So Prince springs his trap. He won’t fire them, because slashing his C-suite during a presidential campaign will make him look decidedly unpresidential. He’ll simply freeze them. Wendy will take a chief executive position at a mental-health start up, as she has spent the episode building up the willpower to do — but Mike has gone behind her back and bought it, so he’ll fire her as soon as the election is over, leaving her with nothing.
Wags has his authorization privileges taken away; he will be a mascot for the boys on the trading floor, nothing more. (In this respect, Prince adds with malice, little will really change.) Taylor will not be allowed to so much as log into a company computer; the effect is like locking away the firm’s most brilliant mind in a rubber room, which Prince clearly realizes is the worst punishment a genius like Taylor could endure.
So there we are, in the middle of the compactor for nearly the full hour. Chuck concocts some outrageous scheme of unknown nature on one side, and Prince and his minions uncover the truth about the mutineers on the other. All we can do is watch the inexorable progress of both plots, until the walls either stop just in time or finally squeeze shut, with the fate of our heroes in the balance.

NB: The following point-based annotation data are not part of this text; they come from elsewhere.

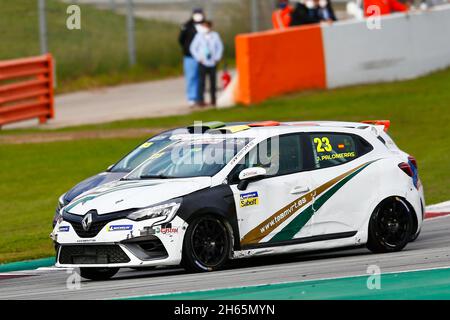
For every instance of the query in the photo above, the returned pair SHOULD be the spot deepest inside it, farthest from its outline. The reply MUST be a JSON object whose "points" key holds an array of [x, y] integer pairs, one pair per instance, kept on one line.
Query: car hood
{"points": [[125, 195], [91, 183]]}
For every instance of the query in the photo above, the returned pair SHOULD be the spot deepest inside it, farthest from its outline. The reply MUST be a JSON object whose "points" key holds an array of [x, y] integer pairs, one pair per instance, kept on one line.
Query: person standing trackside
{"points": [[190, 65], [281, 18], [207, 49]]}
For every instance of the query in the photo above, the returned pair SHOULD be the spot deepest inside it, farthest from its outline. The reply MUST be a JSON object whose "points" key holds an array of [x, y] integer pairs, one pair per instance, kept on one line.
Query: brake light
{"points": [[406, 168], [385, 123], [413, 161]]}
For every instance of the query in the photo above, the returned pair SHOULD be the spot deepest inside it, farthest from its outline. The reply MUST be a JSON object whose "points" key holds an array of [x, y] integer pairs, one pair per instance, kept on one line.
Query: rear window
{"points": [[333, 149]]}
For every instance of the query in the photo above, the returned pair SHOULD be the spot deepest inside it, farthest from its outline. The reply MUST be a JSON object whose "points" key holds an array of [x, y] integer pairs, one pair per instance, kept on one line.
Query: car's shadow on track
{"points": [[248, 263]]}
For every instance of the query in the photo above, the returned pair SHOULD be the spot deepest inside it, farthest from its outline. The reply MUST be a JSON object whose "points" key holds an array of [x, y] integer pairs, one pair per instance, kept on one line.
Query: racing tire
{"points": [[414, 237], [390, 226], [98, 274], [206, 245]]}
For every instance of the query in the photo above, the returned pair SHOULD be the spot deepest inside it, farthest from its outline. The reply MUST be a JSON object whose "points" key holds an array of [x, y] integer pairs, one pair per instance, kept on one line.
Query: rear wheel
{"points": [[206, 245], [390, 226], [98, 274]]}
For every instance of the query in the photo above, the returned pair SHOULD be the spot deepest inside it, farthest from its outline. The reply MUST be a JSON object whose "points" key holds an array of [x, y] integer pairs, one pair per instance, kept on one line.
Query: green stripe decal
{"points": [[288, 232]]}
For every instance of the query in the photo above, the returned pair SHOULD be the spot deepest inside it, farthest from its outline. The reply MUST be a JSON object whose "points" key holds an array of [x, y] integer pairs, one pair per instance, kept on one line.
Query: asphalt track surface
{"points": [[430, 250]]}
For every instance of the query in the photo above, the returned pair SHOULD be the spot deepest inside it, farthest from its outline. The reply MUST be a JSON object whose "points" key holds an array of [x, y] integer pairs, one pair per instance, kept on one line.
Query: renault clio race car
{"points": [[231, 192], [123, 166]]}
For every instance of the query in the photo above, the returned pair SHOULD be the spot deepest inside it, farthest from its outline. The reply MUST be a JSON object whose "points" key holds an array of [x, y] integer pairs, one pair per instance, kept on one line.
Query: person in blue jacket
{"points": [[190, 65], [207, 49]]}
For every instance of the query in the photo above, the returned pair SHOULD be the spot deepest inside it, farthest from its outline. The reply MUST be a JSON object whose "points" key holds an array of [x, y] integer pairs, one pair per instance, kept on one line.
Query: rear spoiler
{"points": [[385, 123]]}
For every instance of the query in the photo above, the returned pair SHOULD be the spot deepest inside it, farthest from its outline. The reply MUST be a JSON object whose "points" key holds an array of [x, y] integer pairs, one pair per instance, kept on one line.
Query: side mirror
{"points": [[251, 174]]}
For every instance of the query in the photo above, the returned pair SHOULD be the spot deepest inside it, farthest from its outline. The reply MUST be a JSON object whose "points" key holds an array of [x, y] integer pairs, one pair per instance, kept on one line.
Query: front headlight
{"points": [[165, 210]]}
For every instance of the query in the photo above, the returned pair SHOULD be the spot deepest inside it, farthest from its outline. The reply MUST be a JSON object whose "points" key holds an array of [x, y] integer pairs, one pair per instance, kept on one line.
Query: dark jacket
{"points": [[187, 34], [330, 10], [302, 15]]}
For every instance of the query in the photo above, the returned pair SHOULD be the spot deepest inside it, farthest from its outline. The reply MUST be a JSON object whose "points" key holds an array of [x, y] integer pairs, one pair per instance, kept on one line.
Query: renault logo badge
{"points": [[87, 221]]}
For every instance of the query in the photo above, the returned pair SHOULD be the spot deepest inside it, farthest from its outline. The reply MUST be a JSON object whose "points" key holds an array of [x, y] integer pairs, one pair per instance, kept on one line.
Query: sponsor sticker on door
{"points": [[249, 199]]}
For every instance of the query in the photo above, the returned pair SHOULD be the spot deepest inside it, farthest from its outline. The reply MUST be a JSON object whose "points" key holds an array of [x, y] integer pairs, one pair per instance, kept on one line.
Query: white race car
{"points": [[247, 190]]}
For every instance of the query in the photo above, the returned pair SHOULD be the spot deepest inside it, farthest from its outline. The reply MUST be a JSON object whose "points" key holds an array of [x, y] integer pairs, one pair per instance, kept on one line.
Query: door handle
{"points": [[300, 189]]}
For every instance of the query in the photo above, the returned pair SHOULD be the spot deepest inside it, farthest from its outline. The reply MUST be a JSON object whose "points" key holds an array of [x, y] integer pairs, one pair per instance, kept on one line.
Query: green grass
{"points": [[34, 175], [97, 54]]}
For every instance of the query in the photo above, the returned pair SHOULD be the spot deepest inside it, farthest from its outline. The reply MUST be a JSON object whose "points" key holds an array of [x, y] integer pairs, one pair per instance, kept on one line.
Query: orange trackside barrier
{"points": [[26, 89], [275, 62]]}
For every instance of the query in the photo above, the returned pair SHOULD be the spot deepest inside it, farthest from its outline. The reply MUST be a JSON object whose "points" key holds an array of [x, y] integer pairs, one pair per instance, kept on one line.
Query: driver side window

Ain’t it grand? Beyond the wealth porn and barrage of pop-culture and sports references, the charm of “Billions” has always been that it is simply a well-made financial thriller, written by smart people who, like the characters they chronicle, enjoy being five steps ahead of everyone else. Personally, I love that feeling. I love not knowing what Chuck is up to, or whether Prince can root out the conspirators before they close ranks with Chuck, or what fate worse than death Prince is planning for his enemies once he has them in his clutches. I love being outsmarted by a television show, and that is the stock in trade of “Billions.”
Loose change
Not only does Billy Joel’s simultaneously cynical and elegiac ode to the high life, “I’ve Loved These Days,” open and close this episode, it actually replaces the composer Brendan Angelides’s trademark electronic “chug-chug-chug-chug-whirr-whirr-whirr-wirr” over the “Billions” title card. Yes, the showrunners Brian Koppelman and David Levien are from Long Island. How did you guess?
The aforementioned opening involves late-night shots of a host of landmark New York City restaurants and venues, all of which are made to look like portals to realms undiscovered. Watch most big-budget sci-fi and fantasy shows of recent vintage, then watch “Billions,” then tell me which makes its setting look most like a magical moonlit wonderland of possibility and danger.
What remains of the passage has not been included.